En 2002, la loi Sarbanes-Oxley a été promulguée aux États-Unis, renforçant les sanctions contre les dirigeants en cas de fraude et soumettant les cabinets d’audit à un contrôle par une instance publique. Ces mesures ont été prises pour restaurer la confiance des investisseurs et assurer une meilleure transparence dans la gouvernance des entreprises, en s’efforçant de réduire les risques liés à l’opacité et à la manipulation des informations financières.

Pression sur les dirigeants des entreprises peu performantes

Il faut aussi maintenir une pression sur les dirigeants des entreprises peu performantes. Dans les entreprises, plusieurs mécanismes sont en place, notamment les offres publiques d’achat (OPA) : lorsqu’une entreprise annonce publiquement son intention d’acquérir tout ou partie des actions d’une autre entreprise à un prix supérieur à celui du marché, cela peut être amical ou hostile. Les OPA, considérées comme une épée de Damoclès sur les dirigeants de la cible, incitent ces derniers à améliorer la gestion de leur entreprise afin de dégager davantage de valeur pour les actionnaires et d’éviter une acquisition.

Les fonds d’investissement activistes sont également des acteurs importants dans ce contexte. En acquérant une part du capital d’une entreprise, ils exercent des pressions publiques pour améliorer la valeur de l’entreprise, en suggérant des changements dans la gestion. Leur objectif est souvent d’obtenir des sièges au conseil d’administration pour influencer directement les décisions stratégiques.

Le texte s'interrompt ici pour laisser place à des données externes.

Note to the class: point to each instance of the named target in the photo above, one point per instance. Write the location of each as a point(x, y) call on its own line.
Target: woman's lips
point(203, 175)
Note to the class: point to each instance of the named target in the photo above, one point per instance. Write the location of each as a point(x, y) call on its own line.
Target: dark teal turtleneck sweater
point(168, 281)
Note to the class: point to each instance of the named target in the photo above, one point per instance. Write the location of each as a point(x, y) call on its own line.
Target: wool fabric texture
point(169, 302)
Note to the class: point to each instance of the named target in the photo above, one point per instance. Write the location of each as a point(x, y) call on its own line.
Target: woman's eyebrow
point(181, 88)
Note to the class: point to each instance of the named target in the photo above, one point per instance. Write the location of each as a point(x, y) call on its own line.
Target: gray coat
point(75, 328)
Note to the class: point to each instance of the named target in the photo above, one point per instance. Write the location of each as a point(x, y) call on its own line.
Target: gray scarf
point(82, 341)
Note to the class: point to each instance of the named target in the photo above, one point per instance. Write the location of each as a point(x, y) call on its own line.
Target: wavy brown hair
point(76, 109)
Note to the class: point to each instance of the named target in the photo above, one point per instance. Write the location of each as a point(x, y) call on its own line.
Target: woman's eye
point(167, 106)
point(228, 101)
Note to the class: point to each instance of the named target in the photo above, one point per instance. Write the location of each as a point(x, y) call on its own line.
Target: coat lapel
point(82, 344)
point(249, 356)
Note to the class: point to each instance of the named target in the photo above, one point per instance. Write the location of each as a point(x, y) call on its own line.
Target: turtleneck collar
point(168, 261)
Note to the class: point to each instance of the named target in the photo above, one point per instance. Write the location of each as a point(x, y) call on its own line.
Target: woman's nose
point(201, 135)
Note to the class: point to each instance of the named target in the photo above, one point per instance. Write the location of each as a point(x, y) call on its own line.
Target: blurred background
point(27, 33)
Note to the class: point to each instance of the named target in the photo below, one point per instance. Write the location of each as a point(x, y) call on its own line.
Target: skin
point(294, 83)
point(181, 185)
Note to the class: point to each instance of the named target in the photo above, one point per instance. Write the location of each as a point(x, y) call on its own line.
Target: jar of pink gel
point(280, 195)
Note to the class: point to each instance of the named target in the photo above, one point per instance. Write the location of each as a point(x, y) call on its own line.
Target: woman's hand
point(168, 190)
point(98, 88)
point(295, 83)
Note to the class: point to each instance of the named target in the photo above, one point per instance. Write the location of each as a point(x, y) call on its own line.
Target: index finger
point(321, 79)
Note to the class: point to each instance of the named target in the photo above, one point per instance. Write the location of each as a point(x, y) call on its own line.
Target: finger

Un exemple notable est celui d’Amber Capital et du groupe Lagardère, où Amber a cherché à obtenir la majorité au conseil de surveillance afin de remettre en question la gestion du dirigeant protégé par une structure de commandite par actions. Ces mécanismes contribuent à maintenir une pression constante sur les dirigeants pour une meilleure performance et une création de valeur accrue pour les actionnaires.

Conclusion

Selon Michel Aglietta et Renaud du Tertre dans leur rapport du CEPII (Quelle gouvernance d’entreprise pour la transition énergétique et écologique ?, 2023), la gouvernance actionnariale peut être résumée comme suit : 

  • Objectif de la société : « Maximisation du rendement des actions sur le marché boursier. »
  • Structure du conseil d’administration et contrôle des managers : « Actionnaires passifs ou activistes selon les fonds, administrateurs indépendants. »
  • Influence financière sur les sociétés : « Liquidité des actions facilitant des fusions et acquisitions, rachat d’actions et LBO. Les P.-D.G. sont attirés par des salaires élevés et des options. »
  • Type de capitalisme : « Actionnariat dispersé ou prédateur. »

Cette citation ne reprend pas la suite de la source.